We also observe that GNNs benefit tremendously from increasing the model's width and that the gains are consistent and linear to the logarithm of the parameter count. Indeed, there appears to be no slowdown in the scaling curve, hinting that we could continue to improve the performance with larger and larger models, similar to those found in large language models (LLMs).
Further, we note that MolGPS shows significant improvement over the performance achieved by the TDC baselines. This represents the best model performance per task from when TDC was first introduced in 2021. Note that on the y-axis, a value of 0 represents the average of all submissions to the TDC benchmark. Compared to the latest SOTA on TDC, our ensemble model passes the line of the best model per task, meaning that it is generally better to just use MolGPS rather than try all 30+ methods that are part of the TDC benchmark.
We also note that the model reaches a limit when scaling on public data only, but the addition of private phenomics data pushes the boundary of scale and performance much further.
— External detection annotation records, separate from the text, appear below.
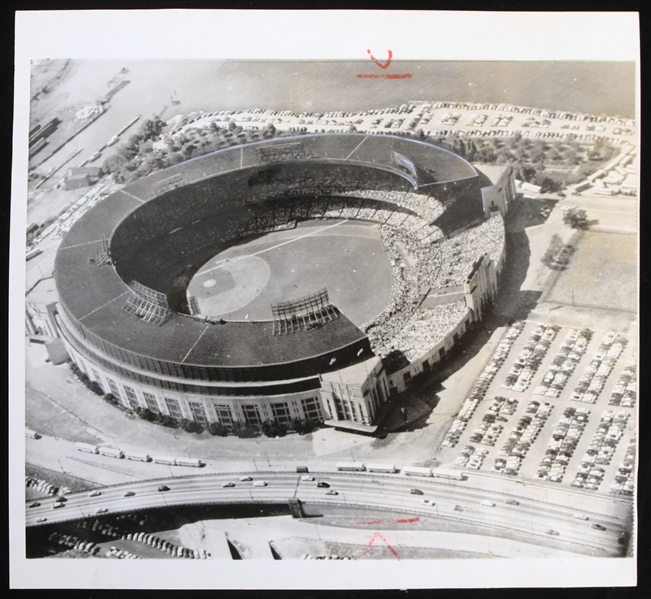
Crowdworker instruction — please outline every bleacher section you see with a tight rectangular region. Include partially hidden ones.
[271,289,339,335]
[122,281,170,326]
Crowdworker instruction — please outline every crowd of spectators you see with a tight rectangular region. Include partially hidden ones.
[434,215,505,289]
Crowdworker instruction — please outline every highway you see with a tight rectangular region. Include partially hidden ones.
[26,472,624,555]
Above, we report the “normalized performance” representing the average of the z-score across the 22 tasks from TDC. The z-score is computed based on the model’s performance relative to the leaderboard for a task, adjusted for the polarity of the task metric, i.e., multiplied by -1 if “lower is better”.
Molecules vs. language
In the context of LLMs, our scaling experiment results may seem surprising given our models are only trained on a few million data points (molecules) while LLMs are typically trained on larger datasets comprising trillions of tokens. To better understand the performance increase and gap in dataset size, it’s helpful to draw a few analogies between molecules and language.
In our setting, molecules are analogous to sentences in language processing, while the atoms and bonds are analogous to tokens. Moreover, the task is supervised and some molecules have thousands of associated labels coming from experimental data. This allows the learned molecular embeddings to be much richer than such derived from simply retrieving a missing token.
Conclusion
In conclusion, our work presents the first work in scaling molecular GNNs to the billion parameter regime, with consistent performance gains on downstream tasks with increasing model scale. This is consistent with recent advances in natural language processing and computer vision, and effectively brings us to the era of foundational models for molecular representation learning.